UC San Diego

Genome-wide association (GWA) studies, which search for association between single, common genetic markers and a disease phenotype, have shown varying degrees of success. Recent studies suggest that multiple rare variants at different loci may act in concert to influence etiology of common diseases. However, current GWA studies depend upon the Common Disease Common Variant hypothesis and are not powered to account for disease-causing rare variants (CDRV). We consider a simple CDRV model where a subset of rare variants at a locus is independently deleterious. These rare variants have modest penetrance (their presence increases disease likelihood significantly), but each explains only a small fraction of the diseased individuals. For this model, we describe an algorithm that efficiently computes a subset of rare-variants that best associate with the disease. We test our approach using extensive simulations. Neutral rare-variants are simulated using coalescent models, and causal variants are simulated under selection using Wright's equation. Our method is robust in detecting associations with modest odds ratios in relatively small cohort studies. It significantly outperforms previously proposed strategies, and is robust to other CDRV models. Our simulations suggest that associated regions with an odds ratio of 1.2 can be identified with a cohort study of 10000 individuals. Those with an odds ratio of 1.5 can be identified with a cohort study of 5000 individuals.

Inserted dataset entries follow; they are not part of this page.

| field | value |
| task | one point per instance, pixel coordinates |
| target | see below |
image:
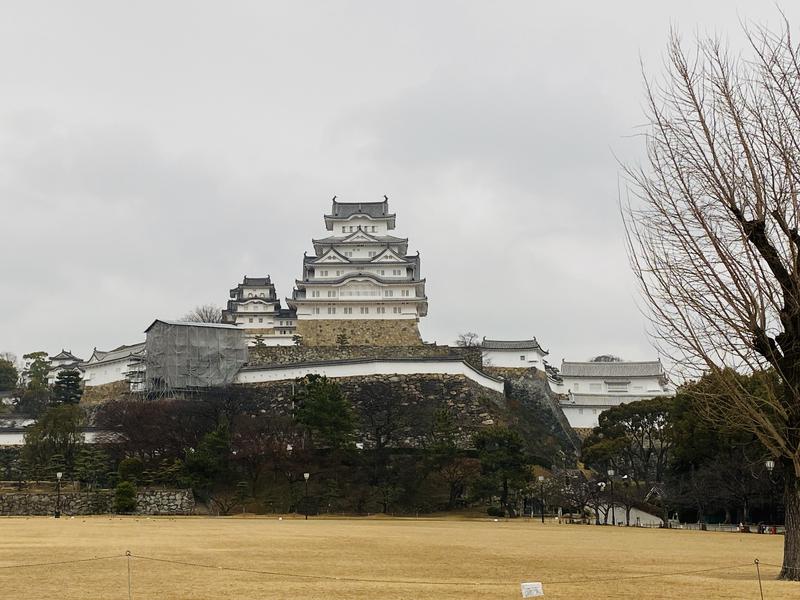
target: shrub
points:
(125, 497)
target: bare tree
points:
(712, 231)
(204, 313)
(468, 339)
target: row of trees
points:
(665, 451)
(232, 452)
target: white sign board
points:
(531, 589)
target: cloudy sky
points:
(153, 153)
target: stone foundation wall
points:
(97, 394)
(529, 387)
(148, 502)
(360, 332)
(285, 355)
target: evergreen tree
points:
(325, 411)
(67, 388)
(504, 465)
(38, 370)
(8, 375)
(58, 432)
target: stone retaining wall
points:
(285, 355)
(148, 502)
(401, 408)
(360, 332)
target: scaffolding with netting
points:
(183, 356)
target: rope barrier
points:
(647, 576)
(129, 556)
(322, 577)
(61, 562)
(428, 582)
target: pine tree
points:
(67, 388)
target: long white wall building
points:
(516, 354)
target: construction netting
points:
(183, 355)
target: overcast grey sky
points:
(152, 153)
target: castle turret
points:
(255, 307)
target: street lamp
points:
(541, 495)
(57, 514)
(305, 500)
(602, 486)
(611, 481)
(770, 464)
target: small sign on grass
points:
(531, 589)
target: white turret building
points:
(360, 282)
(589, 388)
(254, 306)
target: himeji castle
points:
(360, 282)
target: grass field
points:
(409, 559)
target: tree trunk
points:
(791, 540)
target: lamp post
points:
(305, 500)
(602, 486)
(541, 495)
(57, 514)
(613, 511)
(770, 464)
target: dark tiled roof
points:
(512, 345)
(358, 275)
(65, 355)
(256, 281)
(253, 282)
(117, 353)
(191, 324)
(344, 239)
(650, 368)
(344, 210)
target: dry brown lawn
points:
(372, 558)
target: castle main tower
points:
(360, 283)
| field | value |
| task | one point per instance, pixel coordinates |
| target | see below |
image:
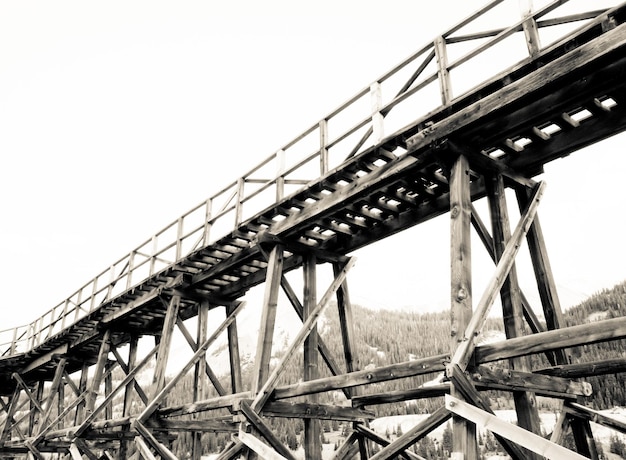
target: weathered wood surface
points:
(441, 162)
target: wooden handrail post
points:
(531, 31)
(443, 74)
(239, 205)
(461, 288)
(280, 175)
(323, 146)
(378, 121)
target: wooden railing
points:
(453, 64)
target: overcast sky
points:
(116, 117)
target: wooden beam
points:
(372, 435)
(464, 351)
(164, 345)
(265, 431)
(236, 383)
(269, 386)
(207, 370)
(546, 284)
(346, 324)
(85, 425)
(200, 390)
(268, 317)
(471, 395)
(312, 427)
(535, 81)
(464, 433)
(387, 397)
(512, 380)
(413, 435)
(61, 350)
(512, 310)
(226, 401)
(591, 369)
(348, 448)
(158, 399)
(322, 347)
(315, 411)
(509, 431)
(263, 450)
(580, 411)
(364, 377)
(212, 426)
(143, 448)
(584, 334)
(161, 450)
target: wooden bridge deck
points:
(548, 105)
(562, 100)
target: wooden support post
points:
(443, 74)
(132, 361)
(259, 447)
(312, 427)
(346, 323)
(323, 126)
(347, 449)
(11, 410)
(280, 175)
(464, 433)
(531, 30)
(512, 312)
(199, 354)
(96, 379)
(164, 344)
(270, 384)
(259, 424)
(546, 284)
(413, 435)
(322, 347)
(82, 387)
(378, 121)
(194, 346)
(466, 348)
(36, 411)
(268, 317)
(53, 392)
(236, 384)
(108, 389)
(200, 390)
(518, 435)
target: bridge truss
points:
(360, 185)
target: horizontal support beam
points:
(580, 411)
(212, 426)
(227, 401)
(585, 334)
(578, 370)
(315, 411)
(507, 430)
(510, 380)
(365, 377)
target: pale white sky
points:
(116, 117)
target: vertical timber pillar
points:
(233, 353)
(200, 388)
(312, 432)
(464, 446)
(268, 318)
(512, 311)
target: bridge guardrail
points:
(422, 83)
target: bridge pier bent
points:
(92, 378)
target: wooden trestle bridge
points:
(553, 81)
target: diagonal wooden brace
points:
(466, 347)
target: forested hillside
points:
(429, 334)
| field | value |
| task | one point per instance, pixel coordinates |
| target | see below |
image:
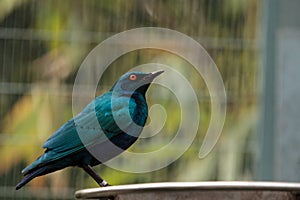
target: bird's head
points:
(134, 82)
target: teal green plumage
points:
(112, 117)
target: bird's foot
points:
(104, 184)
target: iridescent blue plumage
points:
(113, 119)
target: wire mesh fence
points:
(43, 43)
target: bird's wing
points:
(84, 130)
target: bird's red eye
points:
(132, 77)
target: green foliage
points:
(59, 34)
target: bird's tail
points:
(31, 175)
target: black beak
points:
(152, 75)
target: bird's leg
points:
(88, 169)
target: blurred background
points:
(255, 45)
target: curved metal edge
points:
(187, 186)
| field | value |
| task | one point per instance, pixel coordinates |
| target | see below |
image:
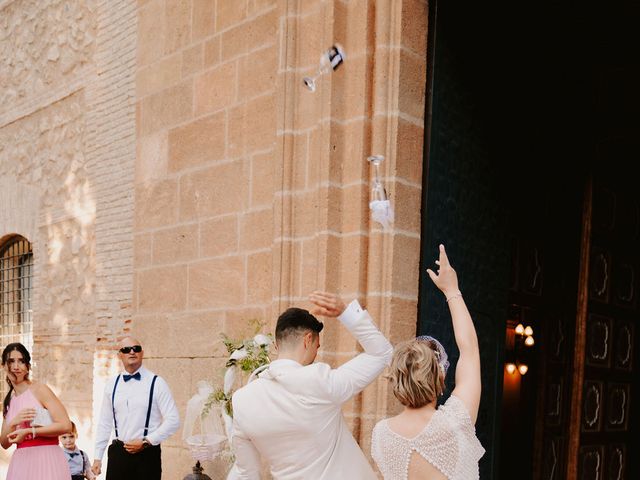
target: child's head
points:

Regions with stronger association (odds ratio > 2:2) can be identified with cohort studies of 1500 individuals or less. The method was applied to a cohort of 289 individuals, 143 with high BMI and 146 with relatively low BMI. Two genes (187 kb) were sequenced in this cohort using next-generation sequencing. We identied two subsets of co-located variants that showed significant association with BMI (out of a total of 1088 rare variants). These subsets associated showed association with un-adjusted chi-square P-values of 3.6 x 10⁻⁴ and 1.4 x 10⁻⁴, and permutation based P-values of 0.004 and 8.04 x 10⁻⁴, respectively. In comparison, the most significant association using single marker tests had a chi-square P-value of 0.002. Our results suggest that whole genome association using an analysis of rare variants is feasible.